The PNC Fairfax Connection was opened in late September and since that time, nearly 250 people have joined the center. The PNC Fairfax Connection center offers programs and access to knowledge and tools to all citizens of the community, including students, senior citizens and small business owners who are focused on achieving their goals.

Through the programs, citizens learn computer skills, financial education and media technology, as well as overcoming barriers to employment through resume writing clinics and improving reading skills among students.

“What we do is a direct reflection of what we heard the community wants and needs, so a great deal of time went into developing programs that are offered today,” said Kristen Baird Adams, senior vice president and managing director of Client & Community Relations for PNC in Cleveland. “What we offer today is a direct reflection of what we’ve heard on a consistent basis from the community in a pretty comprehensive body of work in leading up to the opening of the center.

“What it speaks to is the ability for the kids to continue to dream.
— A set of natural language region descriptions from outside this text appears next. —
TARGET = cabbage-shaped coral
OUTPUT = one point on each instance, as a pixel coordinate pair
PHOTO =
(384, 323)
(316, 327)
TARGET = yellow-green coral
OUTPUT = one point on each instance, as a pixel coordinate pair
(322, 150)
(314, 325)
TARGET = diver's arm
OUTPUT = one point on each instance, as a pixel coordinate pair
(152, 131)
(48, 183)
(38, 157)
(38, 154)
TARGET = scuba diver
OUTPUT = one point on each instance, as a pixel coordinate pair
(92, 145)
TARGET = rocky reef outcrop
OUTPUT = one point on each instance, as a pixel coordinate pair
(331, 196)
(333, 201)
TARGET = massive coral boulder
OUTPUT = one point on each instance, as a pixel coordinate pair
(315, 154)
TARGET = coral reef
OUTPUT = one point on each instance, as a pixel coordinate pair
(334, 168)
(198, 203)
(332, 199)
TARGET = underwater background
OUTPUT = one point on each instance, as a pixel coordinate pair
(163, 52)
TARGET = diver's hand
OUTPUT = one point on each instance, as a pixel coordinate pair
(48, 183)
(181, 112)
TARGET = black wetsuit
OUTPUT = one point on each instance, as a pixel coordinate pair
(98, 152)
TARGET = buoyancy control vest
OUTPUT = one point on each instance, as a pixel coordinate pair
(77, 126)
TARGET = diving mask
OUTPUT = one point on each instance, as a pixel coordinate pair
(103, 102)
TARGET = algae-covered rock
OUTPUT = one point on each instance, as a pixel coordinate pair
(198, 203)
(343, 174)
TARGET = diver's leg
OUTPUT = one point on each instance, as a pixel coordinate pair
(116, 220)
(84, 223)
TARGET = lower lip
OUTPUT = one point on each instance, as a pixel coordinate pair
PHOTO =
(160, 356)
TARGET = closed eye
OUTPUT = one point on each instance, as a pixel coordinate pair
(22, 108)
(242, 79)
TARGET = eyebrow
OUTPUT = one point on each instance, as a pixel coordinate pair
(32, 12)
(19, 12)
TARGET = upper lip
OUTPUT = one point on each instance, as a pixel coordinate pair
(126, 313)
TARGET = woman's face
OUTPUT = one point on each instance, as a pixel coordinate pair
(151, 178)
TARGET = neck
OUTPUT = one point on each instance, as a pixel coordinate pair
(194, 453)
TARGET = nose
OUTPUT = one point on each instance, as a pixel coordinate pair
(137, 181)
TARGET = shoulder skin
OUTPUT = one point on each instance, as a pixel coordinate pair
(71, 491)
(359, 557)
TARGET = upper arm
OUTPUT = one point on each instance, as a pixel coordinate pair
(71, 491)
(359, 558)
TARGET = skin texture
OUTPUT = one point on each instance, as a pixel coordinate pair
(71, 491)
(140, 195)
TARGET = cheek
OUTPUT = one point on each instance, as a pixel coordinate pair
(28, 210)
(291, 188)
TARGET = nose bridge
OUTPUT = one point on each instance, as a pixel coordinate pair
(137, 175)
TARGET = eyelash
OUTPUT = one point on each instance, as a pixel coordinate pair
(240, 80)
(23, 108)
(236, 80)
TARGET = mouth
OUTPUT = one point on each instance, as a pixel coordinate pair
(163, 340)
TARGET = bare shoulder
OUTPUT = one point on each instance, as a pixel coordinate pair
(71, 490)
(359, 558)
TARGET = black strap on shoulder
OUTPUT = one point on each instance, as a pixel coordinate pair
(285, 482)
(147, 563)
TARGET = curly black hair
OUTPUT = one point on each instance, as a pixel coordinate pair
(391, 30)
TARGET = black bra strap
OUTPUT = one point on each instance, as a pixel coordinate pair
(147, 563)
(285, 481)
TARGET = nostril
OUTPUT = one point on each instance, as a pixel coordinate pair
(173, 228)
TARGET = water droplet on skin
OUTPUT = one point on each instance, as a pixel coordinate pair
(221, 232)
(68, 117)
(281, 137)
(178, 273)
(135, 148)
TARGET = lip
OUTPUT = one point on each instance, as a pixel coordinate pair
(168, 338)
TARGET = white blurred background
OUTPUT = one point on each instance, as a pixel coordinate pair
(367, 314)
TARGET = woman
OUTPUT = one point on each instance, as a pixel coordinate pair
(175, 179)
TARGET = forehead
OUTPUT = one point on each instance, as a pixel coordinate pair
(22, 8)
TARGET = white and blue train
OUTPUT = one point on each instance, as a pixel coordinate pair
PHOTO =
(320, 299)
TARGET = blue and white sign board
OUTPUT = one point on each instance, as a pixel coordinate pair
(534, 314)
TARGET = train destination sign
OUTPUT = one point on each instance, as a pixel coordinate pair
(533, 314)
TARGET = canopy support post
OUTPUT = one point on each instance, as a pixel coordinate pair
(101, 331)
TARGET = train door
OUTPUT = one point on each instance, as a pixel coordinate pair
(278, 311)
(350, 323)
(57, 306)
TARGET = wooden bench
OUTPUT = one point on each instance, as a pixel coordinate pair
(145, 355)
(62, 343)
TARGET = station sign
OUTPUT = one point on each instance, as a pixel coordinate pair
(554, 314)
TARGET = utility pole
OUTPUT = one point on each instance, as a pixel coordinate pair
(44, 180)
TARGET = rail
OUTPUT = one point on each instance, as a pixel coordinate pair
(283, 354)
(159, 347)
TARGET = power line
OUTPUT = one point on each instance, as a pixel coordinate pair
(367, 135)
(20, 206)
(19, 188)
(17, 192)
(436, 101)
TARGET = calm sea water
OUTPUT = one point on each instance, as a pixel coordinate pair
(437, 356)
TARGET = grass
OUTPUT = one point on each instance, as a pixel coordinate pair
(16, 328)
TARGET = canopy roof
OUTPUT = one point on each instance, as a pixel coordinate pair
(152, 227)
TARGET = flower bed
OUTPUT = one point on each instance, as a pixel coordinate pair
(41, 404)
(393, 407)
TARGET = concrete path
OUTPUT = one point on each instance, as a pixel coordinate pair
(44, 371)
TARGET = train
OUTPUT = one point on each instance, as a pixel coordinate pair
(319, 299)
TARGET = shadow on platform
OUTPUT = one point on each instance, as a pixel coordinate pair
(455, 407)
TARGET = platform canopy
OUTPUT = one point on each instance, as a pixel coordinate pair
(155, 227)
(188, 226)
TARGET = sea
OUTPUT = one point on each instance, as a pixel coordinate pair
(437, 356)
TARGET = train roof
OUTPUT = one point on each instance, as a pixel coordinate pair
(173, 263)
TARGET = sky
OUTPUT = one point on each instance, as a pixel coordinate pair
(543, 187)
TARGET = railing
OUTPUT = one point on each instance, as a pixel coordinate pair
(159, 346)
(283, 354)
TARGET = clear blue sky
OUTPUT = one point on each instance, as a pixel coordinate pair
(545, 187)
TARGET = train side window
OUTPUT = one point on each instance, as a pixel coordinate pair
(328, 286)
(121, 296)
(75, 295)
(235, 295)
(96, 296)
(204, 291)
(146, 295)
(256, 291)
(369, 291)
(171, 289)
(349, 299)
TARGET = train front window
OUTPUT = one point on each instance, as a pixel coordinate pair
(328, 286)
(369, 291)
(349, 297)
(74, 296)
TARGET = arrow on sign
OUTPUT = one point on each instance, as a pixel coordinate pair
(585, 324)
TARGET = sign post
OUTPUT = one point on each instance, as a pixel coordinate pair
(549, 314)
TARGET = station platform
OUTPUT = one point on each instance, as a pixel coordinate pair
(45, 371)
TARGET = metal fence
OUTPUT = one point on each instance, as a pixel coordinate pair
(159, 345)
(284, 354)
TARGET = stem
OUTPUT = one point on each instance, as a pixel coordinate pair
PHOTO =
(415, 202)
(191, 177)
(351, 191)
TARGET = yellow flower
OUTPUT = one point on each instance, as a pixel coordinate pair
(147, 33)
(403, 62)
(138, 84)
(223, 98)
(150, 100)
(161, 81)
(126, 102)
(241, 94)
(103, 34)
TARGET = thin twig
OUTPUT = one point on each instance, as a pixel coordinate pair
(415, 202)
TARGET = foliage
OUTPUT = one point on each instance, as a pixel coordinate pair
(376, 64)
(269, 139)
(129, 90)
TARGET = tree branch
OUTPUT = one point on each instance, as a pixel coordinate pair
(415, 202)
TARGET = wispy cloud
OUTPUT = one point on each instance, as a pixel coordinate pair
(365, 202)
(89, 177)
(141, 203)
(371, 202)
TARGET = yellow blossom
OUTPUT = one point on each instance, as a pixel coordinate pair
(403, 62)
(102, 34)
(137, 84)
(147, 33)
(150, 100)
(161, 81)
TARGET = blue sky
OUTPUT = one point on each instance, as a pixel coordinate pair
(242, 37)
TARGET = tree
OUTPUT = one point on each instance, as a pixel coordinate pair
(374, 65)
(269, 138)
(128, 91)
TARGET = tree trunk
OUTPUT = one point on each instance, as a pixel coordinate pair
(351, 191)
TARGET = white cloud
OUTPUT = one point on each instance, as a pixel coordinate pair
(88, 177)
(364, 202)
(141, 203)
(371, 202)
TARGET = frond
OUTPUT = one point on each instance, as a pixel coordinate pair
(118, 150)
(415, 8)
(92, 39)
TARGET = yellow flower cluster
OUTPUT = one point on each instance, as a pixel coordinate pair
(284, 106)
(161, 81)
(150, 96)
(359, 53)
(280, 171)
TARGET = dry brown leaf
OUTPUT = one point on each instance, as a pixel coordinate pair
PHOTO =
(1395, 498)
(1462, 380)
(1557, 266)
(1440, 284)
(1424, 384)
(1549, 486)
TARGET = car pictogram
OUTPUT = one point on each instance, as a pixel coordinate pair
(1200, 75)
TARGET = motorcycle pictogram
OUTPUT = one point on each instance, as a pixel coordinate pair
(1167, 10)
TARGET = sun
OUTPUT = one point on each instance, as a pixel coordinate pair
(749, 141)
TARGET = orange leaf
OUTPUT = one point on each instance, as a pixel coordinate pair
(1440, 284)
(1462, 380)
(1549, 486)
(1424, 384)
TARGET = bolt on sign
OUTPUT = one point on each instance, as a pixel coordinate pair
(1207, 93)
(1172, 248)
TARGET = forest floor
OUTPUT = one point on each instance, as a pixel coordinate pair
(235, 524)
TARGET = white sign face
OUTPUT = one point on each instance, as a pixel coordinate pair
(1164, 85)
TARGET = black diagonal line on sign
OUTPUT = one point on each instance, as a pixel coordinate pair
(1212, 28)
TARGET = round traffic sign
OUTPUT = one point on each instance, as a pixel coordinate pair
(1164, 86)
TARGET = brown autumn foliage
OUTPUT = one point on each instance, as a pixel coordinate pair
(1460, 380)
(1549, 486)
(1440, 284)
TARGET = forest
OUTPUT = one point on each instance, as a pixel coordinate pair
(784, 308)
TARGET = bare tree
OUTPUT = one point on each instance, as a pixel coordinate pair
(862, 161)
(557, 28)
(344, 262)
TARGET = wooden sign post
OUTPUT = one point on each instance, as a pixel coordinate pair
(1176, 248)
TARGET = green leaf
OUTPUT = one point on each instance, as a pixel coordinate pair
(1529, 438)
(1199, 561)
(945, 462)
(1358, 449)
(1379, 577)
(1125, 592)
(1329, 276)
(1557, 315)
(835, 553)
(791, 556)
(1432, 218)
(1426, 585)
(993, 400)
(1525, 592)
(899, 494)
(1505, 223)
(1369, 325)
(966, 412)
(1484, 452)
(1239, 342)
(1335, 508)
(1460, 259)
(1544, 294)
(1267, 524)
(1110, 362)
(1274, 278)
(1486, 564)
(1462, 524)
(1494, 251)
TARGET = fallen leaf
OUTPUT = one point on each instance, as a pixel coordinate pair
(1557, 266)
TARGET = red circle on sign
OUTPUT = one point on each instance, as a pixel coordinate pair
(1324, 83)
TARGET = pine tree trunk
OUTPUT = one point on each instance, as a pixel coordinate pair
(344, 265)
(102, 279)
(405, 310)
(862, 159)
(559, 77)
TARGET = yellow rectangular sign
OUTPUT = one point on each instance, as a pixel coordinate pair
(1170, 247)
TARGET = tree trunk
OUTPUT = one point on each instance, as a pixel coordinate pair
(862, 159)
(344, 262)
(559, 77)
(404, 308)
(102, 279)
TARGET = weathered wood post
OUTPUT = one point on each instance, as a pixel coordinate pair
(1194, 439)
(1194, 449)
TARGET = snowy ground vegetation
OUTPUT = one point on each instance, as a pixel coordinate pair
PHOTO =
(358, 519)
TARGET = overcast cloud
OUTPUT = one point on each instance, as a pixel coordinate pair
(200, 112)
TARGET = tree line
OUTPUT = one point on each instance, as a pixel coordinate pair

Really, it’s the culmination of all the hard work that’s gone into making this physical space available to the community, making it of the community and connecting children and their families, individuals and small business owners with resources that support their aspirations and help them achieve their own goals.”

Brandon Lipford, program facilitator for the center, said the ability to reach many generations with the programs is befitting of the Fairfax neighborhood.

“There are many, many households where there are three generations all living in the same house,” Lipford said. “Sometimes, you have grandparents raising their grandkids as if they were their own kids or grandparents, parents and grandchildren living in the same house. The fabric of the neighborhood is intergenerational and so, our programs reflect that.”

Nicole Peters, director of client services for the Browns, added, “It’s a very unique way of bringing together the history of this neighborhood. They want to revitalize the neighborhood and bring it back to what it was.”